The highly competitive White House Internship Program is designed to mentor and cultivate young leaders, strengthen their understanding of the Executive Office and prepare them for future public service opportunities. The hands-on program helps the interns gain valuable professional experience and build leadership skills.
Dubrowski was the only University of Missouri student selected to participate in the internship program.
For Dubrowski, highlights included planning Biden’s trip to the Middle East in March to meet with key leaders in the region, as well as having a front-row seat to the debate and passage of health reform legislation.
“It gives a new perspective when you’re in the middle of the noise,” Dubrowski said. “The day before the bill passed, I was going for a run around the Capitol and passed an endless array of protesters and anti-protesters. It reminds you of what it means to live in a democracy.”
As part of the White House service project partnering with nine public schools in Washington, D.C., Dubrowksi regularly mentored and tutored students at Thurgood Marshall Academy. The school helps approximately 400 students in grades 9 through 12 learn how to succeed in college and actively engage in our democratic society.
“The human aspect of getting interns out of the office and into D.C. is really important. Walls can be incredibly high and don’t let in light from the outside,” Dubrowski said. “To get out to the real world and see a bigger picture than the Beltway was a great addition.”
Dubrowski also was selected as one of a handful of service project leaders, earning him the opportunity to meet none other than President Barack Obama for an informal gathering in the Rose Garden.

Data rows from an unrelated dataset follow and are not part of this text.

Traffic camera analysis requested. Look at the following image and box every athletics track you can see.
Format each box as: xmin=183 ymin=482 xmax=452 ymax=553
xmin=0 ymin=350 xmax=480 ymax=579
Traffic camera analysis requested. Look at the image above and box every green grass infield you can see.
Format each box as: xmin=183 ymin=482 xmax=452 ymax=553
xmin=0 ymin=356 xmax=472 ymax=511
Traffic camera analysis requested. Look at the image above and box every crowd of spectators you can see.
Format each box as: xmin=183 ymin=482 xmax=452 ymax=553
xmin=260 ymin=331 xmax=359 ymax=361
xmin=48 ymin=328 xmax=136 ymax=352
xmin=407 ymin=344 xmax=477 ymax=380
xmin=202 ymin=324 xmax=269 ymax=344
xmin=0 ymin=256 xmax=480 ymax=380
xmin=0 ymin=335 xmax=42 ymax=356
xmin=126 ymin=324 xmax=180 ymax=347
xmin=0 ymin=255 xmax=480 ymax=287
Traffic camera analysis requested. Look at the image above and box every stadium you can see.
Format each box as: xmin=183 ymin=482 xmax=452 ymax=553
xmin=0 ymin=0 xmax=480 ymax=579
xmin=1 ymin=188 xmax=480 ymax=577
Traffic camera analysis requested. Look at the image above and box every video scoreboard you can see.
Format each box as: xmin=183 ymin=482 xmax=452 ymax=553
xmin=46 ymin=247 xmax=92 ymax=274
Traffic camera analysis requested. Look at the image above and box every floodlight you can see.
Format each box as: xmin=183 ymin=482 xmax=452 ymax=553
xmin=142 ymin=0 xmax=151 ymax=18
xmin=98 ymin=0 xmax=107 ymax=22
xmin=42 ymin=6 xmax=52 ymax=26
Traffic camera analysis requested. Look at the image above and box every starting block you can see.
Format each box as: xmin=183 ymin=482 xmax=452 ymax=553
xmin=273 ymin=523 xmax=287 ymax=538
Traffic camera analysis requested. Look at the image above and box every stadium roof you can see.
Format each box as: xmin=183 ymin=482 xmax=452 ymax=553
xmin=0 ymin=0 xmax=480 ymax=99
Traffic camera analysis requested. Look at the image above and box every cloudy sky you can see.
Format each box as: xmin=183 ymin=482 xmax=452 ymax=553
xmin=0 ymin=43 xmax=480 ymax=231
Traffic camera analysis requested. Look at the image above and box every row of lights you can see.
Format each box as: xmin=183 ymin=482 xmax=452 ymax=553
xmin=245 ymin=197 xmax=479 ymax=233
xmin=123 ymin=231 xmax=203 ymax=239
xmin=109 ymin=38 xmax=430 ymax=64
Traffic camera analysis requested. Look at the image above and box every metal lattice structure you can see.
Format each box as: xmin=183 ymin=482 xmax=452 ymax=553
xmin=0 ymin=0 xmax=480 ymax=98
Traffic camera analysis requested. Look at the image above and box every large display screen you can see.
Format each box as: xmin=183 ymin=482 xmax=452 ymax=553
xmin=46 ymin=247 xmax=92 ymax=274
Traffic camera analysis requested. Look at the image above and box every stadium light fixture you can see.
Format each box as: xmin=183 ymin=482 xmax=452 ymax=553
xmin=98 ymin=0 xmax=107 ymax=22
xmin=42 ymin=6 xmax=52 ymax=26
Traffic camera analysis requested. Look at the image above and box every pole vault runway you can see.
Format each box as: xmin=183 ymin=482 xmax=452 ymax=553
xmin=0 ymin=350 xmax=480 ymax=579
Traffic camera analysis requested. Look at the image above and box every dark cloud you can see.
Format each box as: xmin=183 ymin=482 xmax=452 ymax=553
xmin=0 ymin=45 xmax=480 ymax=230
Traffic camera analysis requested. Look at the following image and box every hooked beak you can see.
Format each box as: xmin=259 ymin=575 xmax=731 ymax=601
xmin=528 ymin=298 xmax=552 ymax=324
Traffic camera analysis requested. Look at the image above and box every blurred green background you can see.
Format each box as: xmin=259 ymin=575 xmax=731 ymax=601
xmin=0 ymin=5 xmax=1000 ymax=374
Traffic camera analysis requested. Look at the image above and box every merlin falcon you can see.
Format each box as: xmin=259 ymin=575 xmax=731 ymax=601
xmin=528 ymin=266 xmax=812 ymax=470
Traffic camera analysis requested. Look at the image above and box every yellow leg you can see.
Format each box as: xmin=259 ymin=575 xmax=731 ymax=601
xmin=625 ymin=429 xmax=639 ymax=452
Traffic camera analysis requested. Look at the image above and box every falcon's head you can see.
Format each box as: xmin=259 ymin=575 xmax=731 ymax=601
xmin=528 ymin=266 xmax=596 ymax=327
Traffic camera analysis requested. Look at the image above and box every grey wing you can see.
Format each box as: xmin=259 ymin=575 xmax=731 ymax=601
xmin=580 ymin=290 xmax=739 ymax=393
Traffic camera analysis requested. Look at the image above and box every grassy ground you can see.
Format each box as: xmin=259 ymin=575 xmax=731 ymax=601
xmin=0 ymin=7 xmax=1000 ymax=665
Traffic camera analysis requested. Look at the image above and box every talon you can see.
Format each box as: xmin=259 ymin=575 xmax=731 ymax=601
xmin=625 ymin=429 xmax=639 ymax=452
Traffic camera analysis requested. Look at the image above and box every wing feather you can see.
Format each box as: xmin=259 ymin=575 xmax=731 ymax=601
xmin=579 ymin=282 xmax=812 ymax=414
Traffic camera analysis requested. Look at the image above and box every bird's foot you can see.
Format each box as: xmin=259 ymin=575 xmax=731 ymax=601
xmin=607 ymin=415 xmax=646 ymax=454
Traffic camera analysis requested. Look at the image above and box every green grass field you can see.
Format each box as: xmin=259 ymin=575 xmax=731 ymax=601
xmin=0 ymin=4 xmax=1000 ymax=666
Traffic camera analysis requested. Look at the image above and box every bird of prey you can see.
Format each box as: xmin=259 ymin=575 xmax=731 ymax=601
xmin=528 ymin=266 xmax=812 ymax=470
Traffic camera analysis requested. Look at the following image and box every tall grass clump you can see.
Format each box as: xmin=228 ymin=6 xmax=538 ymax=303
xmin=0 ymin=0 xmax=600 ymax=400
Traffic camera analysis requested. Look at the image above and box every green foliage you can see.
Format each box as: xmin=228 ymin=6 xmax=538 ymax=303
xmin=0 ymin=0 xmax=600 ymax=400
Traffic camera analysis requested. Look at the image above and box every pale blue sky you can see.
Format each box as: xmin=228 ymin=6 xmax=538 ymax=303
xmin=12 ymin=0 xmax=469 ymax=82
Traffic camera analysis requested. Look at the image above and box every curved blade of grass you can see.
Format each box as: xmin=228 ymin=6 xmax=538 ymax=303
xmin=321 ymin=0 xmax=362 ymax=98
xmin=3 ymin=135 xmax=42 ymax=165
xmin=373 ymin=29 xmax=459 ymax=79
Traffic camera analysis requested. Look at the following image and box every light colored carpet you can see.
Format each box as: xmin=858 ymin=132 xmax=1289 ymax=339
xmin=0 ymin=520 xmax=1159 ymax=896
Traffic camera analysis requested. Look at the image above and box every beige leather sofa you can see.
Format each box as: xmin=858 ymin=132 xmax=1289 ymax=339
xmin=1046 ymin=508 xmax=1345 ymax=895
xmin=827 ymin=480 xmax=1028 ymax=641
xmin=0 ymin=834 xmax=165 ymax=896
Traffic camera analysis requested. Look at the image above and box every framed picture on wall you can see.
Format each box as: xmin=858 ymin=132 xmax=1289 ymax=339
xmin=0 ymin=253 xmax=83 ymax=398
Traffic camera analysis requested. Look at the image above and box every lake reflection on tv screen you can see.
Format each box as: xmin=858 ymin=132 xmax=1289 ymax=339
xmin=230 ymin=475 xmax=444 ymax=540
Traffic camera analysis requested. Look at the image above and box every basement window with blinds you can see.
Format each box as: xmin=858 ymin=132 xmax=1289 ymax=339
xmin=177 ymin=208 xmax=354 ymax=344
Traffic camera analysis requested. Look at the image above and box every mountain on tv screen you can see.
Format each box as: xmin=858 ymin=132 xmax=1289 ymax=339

“We were standing there waiting, and the president came out and said, ‘So they told me you’re the overachievers.’ We all laughed awkwardly, not sure if we were allowed to laugh around the president,” Dubrowski recalled. “It was a very human moment.”
Though his future plans are undecided, Dubrowski, a Walter Williams Scholar whose area of study is strategic communication, plans to take the Law School Admission Test. He thinks he will likely find his way back to D.C. Dubrowski credits the Journalism School and the University of Missouri with providing the necessary lifeskills to succeed.
“I want to be involved in public service and contribute to the nation as a whole. I know I’ll get there. I just don’t know how,” he said.